The Year of the Hack
It seems only fitting that 2014 should have ended with the much publicized hacking of Sony as the American public was inundated all year with one sensational account after another of damaging data security breaches. Those surrounding Target, UPS, K-Mart, Staples, Dairy Queen, and Home Depot have certainly received the full attention of the media, as it should given its magnitude. However, this publicity masks a much deeper rooted strategy of hackers toward their typical target (with a small “t”). The predominant number of security breaches, up to ninety percent, occur with small merchants such as your neighborhood restaurant, convenience store or clothing boutique. The fact is that the typical operator of a franchise is most often a small business owner and not a large corporate entity. These smaller players simply go out of business or spend years attempting to recover from their losses.
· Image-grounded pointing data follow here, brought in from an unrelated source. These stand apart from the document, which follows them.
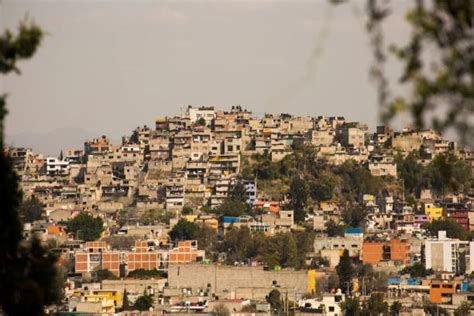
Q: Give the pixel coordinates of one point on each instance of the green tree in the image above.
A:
(282, 250)
(274, 298)
(354, 215)
(31, 210)
(395, 308)
(121, 242)
(333, 229)
(345, 272)
(435, 309)
(463, 310)
(299, 193)
(187, 210)
(453, 229)
(220, 310)
(105, 275)
(237, 244)
(351, 307)
(146, 274)
(29, 278)
(184, 230)
(412, 173)
(201, 122)
(233, 208)
(238, 192)
(375, 305)
(417, 270)
(207, 238)
(126, 301)
(85, 227)
(143, 303)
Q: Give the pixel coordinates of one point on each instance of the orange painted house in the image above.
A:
(441, 292)
(372, 252)
(393, 250)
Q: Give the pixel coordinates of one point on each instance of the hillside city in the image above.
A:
(224, 212)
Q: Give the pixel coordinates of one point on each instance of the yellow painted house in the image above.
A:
(435, 213)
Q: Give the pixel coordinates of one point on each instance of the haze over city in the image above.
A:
(105, 67)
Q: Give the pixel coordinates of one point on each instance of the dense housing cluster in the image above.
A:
(216, 210)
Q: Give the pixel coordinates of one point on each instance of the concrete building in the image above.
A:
(240, 282)
(443, 254)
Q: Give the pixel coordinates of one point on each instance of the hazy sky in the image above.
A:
(106, 67)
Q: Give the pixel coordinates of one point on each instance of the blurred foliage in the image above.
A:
(437, 61)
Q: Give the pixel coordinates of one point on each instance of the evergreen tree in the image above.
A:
(184, 230)
(143, 303)
(395, 308)
(299, 193)
(126, 301)
(31, 210)
(351, 307)
(274, 298)
(85, 227)
(345, 272)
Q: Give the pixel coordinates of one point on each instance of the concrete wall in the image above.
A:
(240, 280)
(134, 286)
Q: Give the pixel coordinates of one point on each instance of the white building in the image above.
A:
(443, 254)
(205, 112)
(54, 166)
(328, 305)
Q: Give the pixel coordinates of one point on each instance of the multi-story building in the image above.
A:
(444, 254)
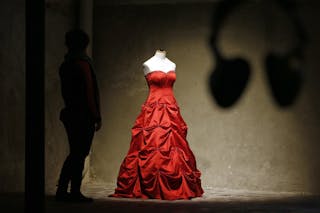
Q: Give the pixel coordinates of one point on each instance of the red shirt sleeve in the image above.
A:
(90, 93)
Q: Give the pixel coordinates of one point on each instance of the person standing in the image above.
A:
(81, 114)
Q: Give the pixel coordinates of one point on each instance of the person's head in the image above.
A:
(76, 40)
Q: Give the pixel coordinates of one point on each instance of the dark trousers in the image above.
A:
(80, 134)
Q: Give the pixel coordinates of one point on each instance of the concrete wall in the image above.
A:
(12, 95)
(60, 17)
(253, 146)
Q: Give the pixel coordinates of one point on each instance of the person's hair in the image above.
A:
(76, 39)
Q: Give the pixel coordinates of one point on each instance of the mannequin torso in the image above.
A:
(158, 62)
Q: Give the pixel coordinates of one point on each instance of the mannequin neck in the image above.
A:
(160, 54)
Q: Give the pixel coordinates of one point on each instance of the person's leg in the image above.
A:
(66, 171)
(80, 152)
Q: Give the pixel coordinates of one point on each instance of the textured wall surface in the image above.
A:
(60, 17)
(253, 146)
(12, 96)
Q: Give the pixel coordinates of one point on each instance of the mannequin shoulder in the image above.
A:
(171, 65)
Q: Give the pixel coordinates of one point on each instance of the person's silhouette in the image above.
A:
(81, 114)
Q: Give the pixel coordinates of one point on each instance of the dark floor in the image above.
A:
(212, 201)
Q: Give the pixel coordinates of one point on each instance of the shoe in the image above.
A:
(62, 196)
(80, 198)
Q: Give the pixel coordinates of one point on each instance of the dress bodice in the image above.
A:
(161, 86)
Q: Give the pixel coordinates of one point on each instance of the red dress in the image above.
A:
(159, 163)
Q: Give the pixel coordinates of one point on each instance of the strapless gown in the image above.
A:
(159, 163)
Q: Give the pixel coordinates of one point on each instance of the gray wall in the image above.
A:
(253, 146)
(60, 17)
(12, 96)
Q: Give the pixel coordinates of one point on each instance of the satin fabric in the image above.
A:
(159, 163)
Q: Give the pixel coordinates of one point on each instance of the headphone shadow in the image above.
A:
(284, 72)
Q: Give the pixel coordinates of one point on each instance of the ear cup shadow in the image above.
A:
(228, 80)
(284, 79)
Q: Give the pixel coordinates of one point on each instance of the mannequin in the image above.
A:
(158, 62)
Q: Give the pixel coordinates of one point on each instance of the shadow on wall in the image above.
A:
(284, 71)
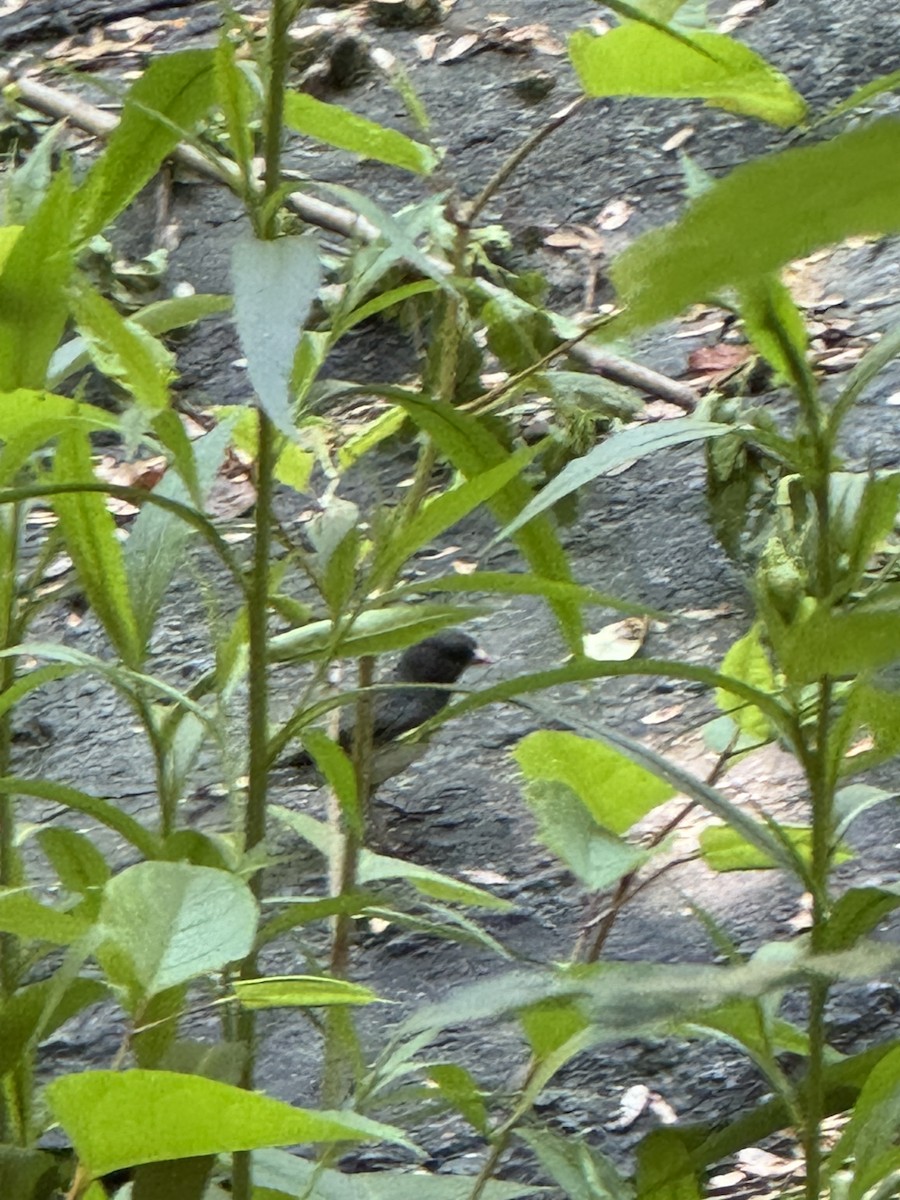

The more telling story is that hackers are successfully penetrating the very backbone of U. S. commerce because these small and medium sized merchants are much more vulnerable as they are considered by hackers to represent low hanging fruit. Rather than resigning themselves to another year of devastating breaches that drain the economy and damage the public trust, this would be a good time for executives to make a New Year’s Resolution that they will take a little time to understand where the underlying vulnerabilities are in their systems and take the relatively simple measures to severely reduce the risks. Credit card companies have developed a comprehensive list of best practices and procedures (Payment Card Industry Data Security Standards best known as PCI DSS) that U.S. merchants are required to apply in an effort to significantly lessen the prospect of hackers gaining entrance to their store’s Point of Sale systems, which act as the gateway and nerve center for merchant commerce. The overriding problem is that banks, card processors, and POS companies have failed to effectively educate merchants on these standards. As hotel managers, restaurant operators and retailers are consumed with the day-to-day challenges of running their businesses, they understandably don’t find the time to do anything but pay cursory attention to related webinars or email blasts on the subject.
The solution really isn’t very complicated. The vast majority of security breaches can be avoided by simply having the merchant understand and apply common sense practices and make a few modest investments in basic security measures. For instance, a significant number of breaches can be eliminated by employees knowing not to use default or simple passwords as well as changing passwords frequently.
Breaking down into plain English and demystifying the basics behind security mechanisms such as firewall, encryption and tokenization are really not that difficult. Although the ease of a restaurant operator having remote access to their Point of Sale terminal may be very desirable, it can help a hacker gain a path to customer credit card information if not used properly with sufficient authentication measures.
We have more than adequate security controls available today if they are simply understood and utilized properly. We don’t have to wait until the mass introduction of alternative technology, such as Chip and Pin, to dramatically reduce the volume of breaches. In fact, Chip and Pin is not a silver bullet solution. Merchants must not become complacent and lose sight of the fact that it is necessary to engage in a layered approach to keep their customer data safe which incorporates, Chip and Pin, encryption, tokenization and employee education.
Small and large merchants alike can cut through the background noise and understand how best to use accessible and effective controls and practices so that more painful data security breaches will not continually be repeated.